Du hast das Glück sehr priviligiert zu leben, dass es Dir -trotz der Trennung - finanziell gut geht, Du viele Freiheiten (und Zeit) hast. Auch wenn das kein Trost für Dich ist, sondern u. U. sondern wie ein Fluch erscheint. Es kann vieles leichter machen. Verschliesse Deine Augen nicht vor den Chancen, die diese Privilegien Dir ermöglichen.
Mach' was draus, gestalte Dein Leben und Deinen Alltag neu, Mach Dich unabhängig von ihm - auch wenn es nach so vielen gemeinsamen Jahren eine schwere Aufgabe ist und momentan einfach nur der Schmerz überwiegt.
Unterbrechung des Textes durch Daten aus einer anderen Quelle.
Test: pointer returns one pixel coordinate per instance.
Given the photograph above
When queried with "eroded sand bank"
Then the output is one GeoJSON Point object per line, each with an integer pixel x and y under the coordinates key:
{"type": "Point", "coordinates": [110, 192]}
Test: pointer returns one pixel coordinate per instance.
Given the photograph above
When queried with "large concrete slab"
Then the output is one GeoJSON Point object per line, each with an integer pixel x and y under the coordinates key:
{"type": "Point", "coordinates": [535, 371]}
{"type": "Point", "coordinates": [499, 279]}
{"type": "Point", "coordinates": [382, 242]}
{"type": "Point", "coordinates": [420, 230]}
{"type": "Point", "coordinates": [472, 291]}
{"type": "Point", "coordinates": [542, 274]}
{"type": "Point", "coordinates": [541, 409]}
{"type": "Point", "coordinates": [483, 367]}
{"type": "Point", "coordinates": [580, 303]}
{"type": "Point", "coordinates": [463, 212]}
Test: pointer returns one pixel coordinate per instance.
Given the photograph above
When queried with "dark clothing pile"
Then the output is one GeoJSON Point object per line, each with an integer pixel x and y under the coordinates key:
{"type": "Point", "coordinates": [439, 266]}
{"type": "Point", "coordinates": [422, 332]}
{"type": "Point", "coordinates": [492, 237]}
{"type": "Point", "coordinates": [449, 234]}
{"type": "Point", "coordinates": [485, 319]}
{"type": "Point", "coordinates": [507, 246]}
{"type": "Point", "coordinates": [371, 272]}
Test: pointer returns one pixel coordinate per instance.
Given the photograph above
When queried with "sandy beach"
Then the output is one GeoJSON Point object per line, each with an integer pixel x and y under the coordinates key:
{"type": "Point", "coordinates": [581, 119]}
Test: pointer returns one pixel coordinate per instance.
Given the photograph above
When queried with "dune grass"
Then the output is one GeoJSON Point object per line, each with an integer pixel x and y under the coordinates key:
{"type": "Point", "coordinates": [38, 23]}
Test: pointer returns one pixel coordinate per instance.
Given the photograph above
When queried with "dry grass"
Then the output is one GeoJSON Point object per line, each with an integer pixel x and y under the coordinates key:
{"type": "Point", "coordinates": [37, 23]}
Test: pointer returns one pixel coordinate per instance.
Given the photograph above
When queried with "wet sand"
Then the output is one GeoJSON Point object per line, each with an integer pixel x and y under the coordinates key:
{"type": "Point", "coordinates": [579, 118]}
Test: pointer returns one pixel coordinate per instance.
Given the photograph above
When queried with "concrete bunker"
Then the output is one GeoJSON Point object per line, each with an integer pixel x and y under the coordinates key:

Deine Liebe wieder nach der Gemeinsamkeit, dem Alltag, der Verbundenheit und Sicherheit schreit.
Es liegt in Deiner Hand, Deinen Tagen neuen Sinn zu verleihen, neue Aufgaben anzunehmen, neue Gemeinschaft(en) aufzubauen. Auch wenn es nicht das ist, wonach Dein Herz sich sehnt.
Je mehr Du in der Hoffnung an eine Fortsetzung der vergangenen Jahre klammerst oder an eine Rückkehr Deines Mannes, desto länger wirst Du die Gestaltung und die Chancen der neuen Realität brach liegen lassen.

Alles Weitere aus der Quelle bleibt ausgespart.